Центурион, задрал голову, с удивлением взирая на взлетающих в небо птиц. С каждым стуком деревянного колеса, подающего воду в преторию, пернатых становилось всё больше и больше. И тут раздалось то, что Петроний не ожидал услышать: стройные, звонкие голоса вскричали: «Осанна в вышних!» – и запели. Он слышал эту песню вчера, когда весь город был в движении, встречая человека, въезжающую в город на своем осле.
«Он вернулся, чтобы устроить беспорядки», – мелькнула мысль. Ни ему – тысяченачальнику Иерусалима, смотрящему за порядком, ни первосвященникам, ни тем более префекту, к которому он был зван на завтрак, проблемы были не нужны. Особенно накануне Пасхи.
– Первая когорта196, за мной, кавалерии встать у Соломоновых ворот197. Лучники – на стены, – не раздумывая, центурион вбежал в юго-восточную башню, нырнул под сводчатую арку и понесся вверх, прыгая через ступеньку. Сзади, цепляясь щитами и древками копий за ступени, загрохотало три сотни пар ног. Бег вверх, по узкому извилистому коридору, был изнурителен. Легионеры тяжело дышали и не сдерживая проклятий, обильно сыпали их на головы иудеев, устроивших ни свет ни заря переполох в храме. Воины старались не отставать от длинноногого Петрония, прозванного за свою скорость «червос»198, что значит олень.
Двадцать пять ступеней до площадки, поворот налево – и еще двадцать пять до следующей площадки… Прежде чем добраться до калитки, выводящей из башни, пришлось пробежать шесть поворотов, полируя каменную кладку бронзовыми щитами. Толкнув кованую дверь, центурион первым выскочил на навесную галерею, соединяющую крепость и Храм. Тяжелый арочный мост из серого камня висел в воздухе: он словно парил, цепляясь выступами камней за края стен. Внизу темным провалом зиял ров, на дне которого журчали зловония, стекая по водостокам с городских предместий.
– Шаг не равнять, – крикнул Петроний, боясь, что мост может войти в резонанс и развалиться, похоронив под собой целую когорту солдат. – Во двор не спускаться, встать между колонн, – центурион махнул рукой и побежал по мосту, потом вниз по ступеням, выводящим сразу во внешний двор.
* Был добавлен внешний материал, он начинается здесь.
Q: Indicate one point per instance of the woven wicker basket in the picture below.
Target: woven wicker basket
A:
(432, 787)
Легионеры, словно хвост змеи, сделали всё то же самое – и через некоторое время замыкающий вбежал под своды великолепной колоннады.
Все галереи в этой части храмового двора были двойные, а колонны, высеченные из цельного куска белоснежного мрамора, имели высоту в двадцать пять локтей. На столбах покоилась крыша из кедрового дерева, обшитая золотыми листами. Ширина каждой галереи достигала тридцати локтей, и длинна исчислялась шестью стадиями. Открытые места храмового двора были вымощены разноцветной мозаикой.
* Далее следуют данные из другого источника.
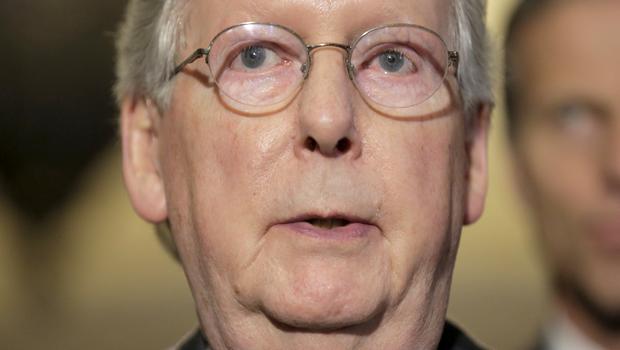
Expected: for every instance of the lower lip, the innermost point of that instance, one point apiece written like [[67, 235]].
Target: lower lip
[[350, 231]]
С башен претории храм представлял собой три квадрата, входящих друг в друга, словно три чаши, надетые одна на другую: малая, средняя и большая. Малой чашей был храм, средней – двор израильтян, а самой большой – внешний двор, или, как его называли евреи, «двор язычников».
Между первым и вторым освященным местом тянулась изящно отделанная каменная ограда вышиной в три локтя. На ней через одинаковые промежутки стояли столбы, на которых на греческом и римском языках был написан закон очищения, гласивший, что под страхом смерти чужаку нельзя вступать в святилище.